А прямо перед глазами – Дейра. Господи, сколько же лет прошло?!.. Лет? Да нет, веков. Сколько они проспали в этой бесконечной веренице жизней, тел, судеб? Как же так? Как он мог не узнать её? Ведь всегда узнавал, всегда находил. А в этот раз не успел.
Об этом способе сообщить, кто они такие, они узнали давно. Но договорились прибегнуть к нему только в крайнем случае. Неужели это был крайний случай?! Как она могла?! Неужели больше ничего не работало?! Он выл, колотил кулаками по асфальту, разбивал их в кровь, но не чувствовал боли. Она же знала, что для него будет мучением – жить дальше, без неё. Прожить век, чтобы в следующем наконец встретиться с ней. И снова не узнать, снова догадываться, гнать от себя мысли, сходить с ума, и, если повезёт, узнать. Всё переиначить. В прошлые разы у него получалось. Иногда поздно по человеческим меркам. Но для них не существовало никаких «поздно».

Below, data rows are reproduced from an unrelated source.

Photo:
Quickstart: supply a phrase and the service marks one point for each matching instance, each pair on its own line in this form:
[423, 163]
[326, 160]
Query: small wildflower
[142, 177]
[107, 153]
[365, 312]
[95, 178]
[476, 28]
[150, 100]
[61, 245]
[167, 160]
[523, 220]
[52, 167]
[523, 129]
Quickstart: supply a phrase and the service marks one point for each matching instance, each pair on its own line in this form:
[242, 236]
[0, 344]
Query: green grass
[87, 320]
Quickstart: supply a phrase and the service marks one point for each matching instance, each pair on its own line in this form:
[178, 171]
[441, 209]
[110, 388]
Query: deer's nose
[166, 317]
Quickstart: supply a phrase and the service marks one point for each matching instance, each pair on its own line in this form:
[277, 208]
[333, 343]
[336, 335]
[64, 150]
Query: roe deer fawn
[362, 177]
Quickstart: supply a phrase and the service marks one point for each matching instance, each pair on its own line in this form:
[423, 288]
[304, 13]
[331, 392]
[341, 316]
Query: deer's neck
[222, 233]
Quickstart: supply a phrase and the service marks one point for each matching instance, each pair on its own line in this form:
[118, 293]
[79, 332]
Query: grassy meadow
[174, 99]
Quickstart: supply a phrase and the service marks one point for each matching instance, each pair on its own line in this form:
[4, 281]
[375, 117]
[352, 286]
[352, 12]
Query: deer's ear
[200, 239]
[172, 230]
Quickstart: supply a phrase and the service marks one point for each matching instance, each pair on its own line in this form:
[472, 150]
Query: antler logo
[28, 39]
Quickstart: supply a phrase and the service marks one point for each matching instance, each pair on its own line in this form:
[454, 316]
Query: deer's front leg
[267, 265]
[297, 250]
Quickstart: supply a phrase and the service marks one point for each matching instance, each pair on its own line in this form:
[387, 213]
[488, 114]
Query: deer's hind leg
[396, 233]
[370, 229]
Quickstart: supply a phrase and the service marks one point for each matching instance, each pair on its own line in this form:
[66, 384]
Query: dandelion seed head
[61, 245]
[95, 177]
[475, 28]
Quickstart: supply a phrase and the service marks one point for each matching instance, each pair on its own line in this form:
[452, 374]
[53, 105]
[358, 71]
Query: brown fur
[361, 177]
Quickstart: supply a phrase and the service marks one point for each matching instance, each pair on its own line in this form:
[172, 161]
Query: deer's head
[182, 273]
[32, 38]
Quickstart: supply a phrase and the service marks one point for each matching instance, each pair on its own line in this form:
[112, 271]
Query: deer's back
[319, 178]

Грэм нашарил в брюках украденные с барной стойки сигареты, затянулся, закашлялся. Целую жизнь не курил. А ведь так это любит.
Дейра. Она всегда была глубже него, обладала отменной интуицией. Она быстро вспоминала свою суть. В одной из их жизней её клеймили как ведьму. Костры святой инквизиции. Он помнил тот день так отчётливо, что чувствовал дым и слышал крики сотни женщин, сгорающих заживо. Дейру сожгли тогда прямо на его глазах. Он стоял в толпе, среди других зевак, и ничего не мог сделать. Это был единственный раз, когда он потерял её раньше положенного срока. Поклялся себе никогда больше этого не допустить. И вот допустил. Сбросилась с крыши. Что за нелепую смерть она выбрала?..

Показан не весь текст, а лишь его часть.